11.3 If a party invokes force majeure, it must promptly notify the other party in writing, stating the necessary supporting documents/reasons. 

11.4 If the force majeure situation has lasted for 60 (sixty) days, either party can terminate the agreement in whole or in part, to the extent that the force majeure situation justifies such termination. 

11.5 If force majeure occurs, the Designer is entitled to the portion of the fee for the work he/she has performed and reimbursement of the costs he/she has already incurred or that are inevitable, such as orders and instructions to third parties that cannot be canceled without liability for damages. 

12 Other Provisions 

12.1 If the Client intends to simultaneously assign the task to parties other than the Designer, or if the task has previously been assigned to another party, the Client must inform the Designer in advance. 

12.2 The Client is not entitled to transfer any rights from an agreement concluded with the Designer to third parties, except in the case of the transfer of his/her entire business or with the prior written consent of the Designer. 

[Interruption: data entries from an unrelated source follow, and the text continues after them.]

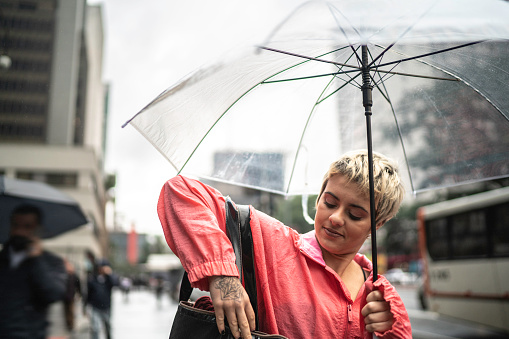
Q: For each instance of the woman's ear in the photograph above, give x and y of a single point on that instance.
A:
(380, 224)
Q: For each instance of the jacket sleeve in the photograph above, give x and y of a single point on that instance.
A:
(193, 222)
(401, 327)
(48, 278)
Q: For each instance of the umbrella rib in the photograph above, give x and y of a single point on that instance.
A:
(338, 89)
(307, 57)
(308, 77)
(304, 132)
(389, 101)
(416, 75)
(431, 53)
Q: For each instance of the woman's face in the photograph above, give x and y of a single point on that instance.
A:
(342, 221)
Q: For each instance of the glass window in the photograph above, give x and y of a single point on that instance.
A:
(469, 235)
(437, 239)
(500, 235)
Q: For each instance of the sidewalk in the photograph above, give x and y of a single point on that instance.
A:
(58, 329)
(139, 315)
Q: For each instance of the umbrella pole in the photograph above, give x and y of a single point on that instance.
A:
(367, 102)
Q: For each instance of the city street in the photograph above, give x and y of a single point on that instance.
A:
(141, 316)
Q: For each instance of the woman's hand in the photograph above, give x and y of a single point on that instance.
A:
(230, 300)
(377, 313)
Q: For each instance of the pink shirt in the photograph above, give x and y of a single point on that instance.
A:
(298, 295)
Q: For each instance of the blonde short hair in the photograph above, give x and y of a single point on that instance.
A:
(389, 190)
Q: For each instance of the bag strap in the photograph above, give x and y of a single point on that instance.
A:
(238, 230)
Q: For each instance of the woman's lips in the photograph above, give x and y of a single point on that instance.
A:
(332, 233)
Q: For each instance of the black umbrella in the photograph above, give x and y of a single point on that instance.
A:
(60, 213)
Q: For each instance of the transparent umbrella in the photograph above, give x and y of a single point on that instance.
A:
(432, 75)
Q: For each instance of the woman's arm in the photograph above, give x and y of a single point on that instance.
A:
(193, 221)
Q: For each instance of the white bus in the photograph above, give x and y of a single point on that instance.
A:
(465, 249)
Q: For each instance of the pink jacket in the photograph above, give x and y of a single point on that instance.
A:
(298, 295)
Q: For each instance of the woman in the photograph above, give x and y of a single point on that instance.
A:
(312, 285)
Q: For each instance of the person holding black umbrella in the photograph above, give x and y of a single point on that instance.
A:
(313, 285)
(30, 278)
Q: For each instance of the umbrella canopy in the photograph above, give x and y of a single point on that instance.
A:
(60, 213)
(275, 117)
(435, 72)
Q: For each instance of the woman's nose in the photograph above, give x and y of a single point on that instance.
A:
(337, 218)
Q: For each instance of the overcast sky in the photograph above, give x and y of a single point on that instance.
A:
(149, 45)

12.3 Both parties must keep confidential all confidential information, facts, and circumstances that they obtain from each other or from another source in the context of the assignment, which they can reasonably understand that disclosure or publication to third parties could be harmful to the Designer or the Client. The parties must impose the same confidentiality obligation on their employees or third parties engaged in the execution of the assignment, regarding such facts and circumstances of the other party. 

12.4 If a provision of these General Terms and Conditions is invalid or unenforceable, the remaining provisions of these General Terms and Conditions shall remain in full force. In that case, the parties will consult to agree on new provisions. 

12.5 The headings of these General Terms and Conditions are included for easy reference only and do not form part of these General Terms and Conditions. 

12.6 These General Terms and Conditions can be amended at any time. The Designer will inform the Client of any changes. 

12.7 All agreements between the Designer and the Client are governed by Dutch law. The parties will first attempt to settle any dispute amicably. Unless the parties have expressly agreed in writing to arbitration, the court that is competent under the law or the court in the district where the Designer is located is competent to decide on disputes between the Designer and the Client.